The first thought that comes to mind is “Why did the price continue to trend downwards, even after the Quality score started to improve in the beginning of 2019?”.  Well, we have to understand here the severity of the quality deterioration due to internal (bad execution of M&A, lack of cost control, etc.) and external factors (higher raw material prices) since 2014. With a quality score of 0 or market like profitability in 2014, the score of Ontex went down to negative 1.5, as seen over the course of four years, Ontex has fallen 500 ranks in our quality ranking in our universe of 1500 European companies to the bottom of the ranking. As the external headwinds started to abate with the fluff pulp prices increasing, we did see the Quality score improving since the beginning of 2019. However, the magnitude of damage was so severe that investors put Ontex in the Value trap bucket that can be seen from our value score, which stayed flat even after such dramatic derating in the stock price.

Being an active investor, we were continuously and closely monitoring ongoing restructuring efforts at Ontex by not only following publicly available information, but also maintaining continuous contact with the company management.

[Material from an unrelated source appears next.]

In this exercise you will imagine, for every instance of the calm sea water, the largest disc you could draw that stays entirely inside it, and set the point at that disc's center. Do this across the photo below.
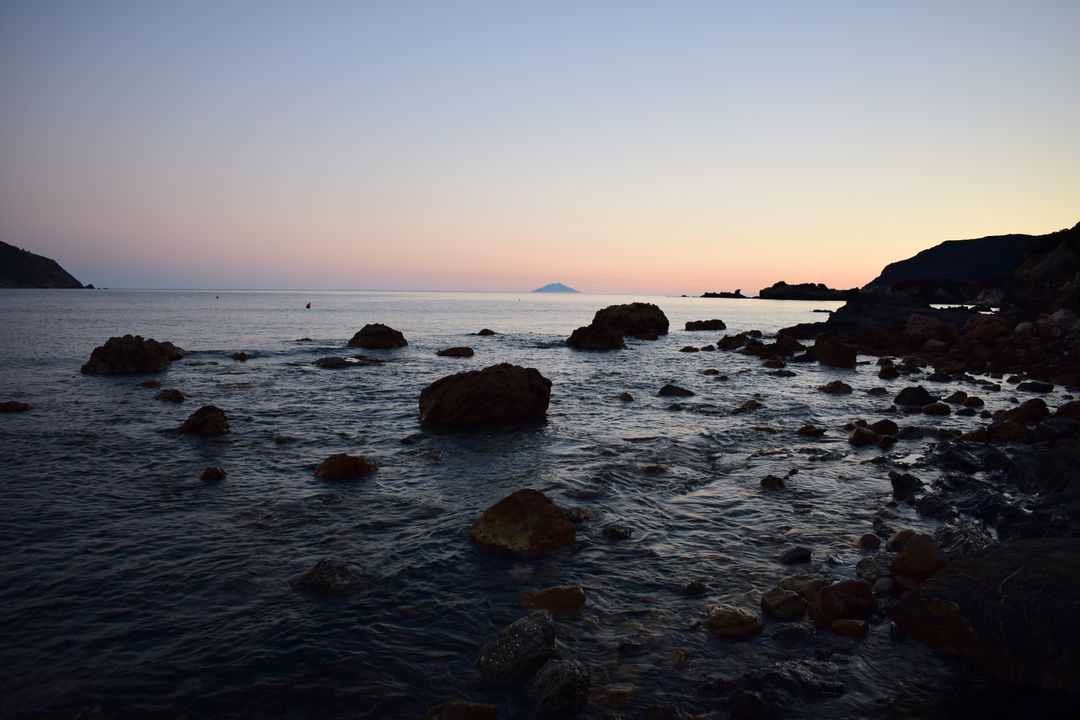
(130, 584)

Hence through 2019 although the market ticked off Ontex as a fallen angel, which can be seen by the flat value score, we continued to believe in the Ontex investment case and measures taken by the company management.

Ontex published its quarterly results this morning which positively surprised market participants. In the testing times of Covid-19, we, as well as the market participants, not only expect them to post a benign 2% in like-for-like revenue in H1, but also positively surprised us with the execution of their cost savings measures and cash generation. There is another trigger to the investment case: the company announced today the departure of its CEO who was under severe criticism from activist shareholders due to the subdued profitability of the company. We view this departure as a move in the right direction, and a logical consequence of the arrival of a new Chairman one year ago. It is also not a surprise that the COO, viewed as the architect of the recent operational efficiency’s gains, is promoted to interim CEO while a replacement is sought.. Ontex trades at a 42% discount towards peer hygiene Essity: this will change if quality at Ontex continues to improve.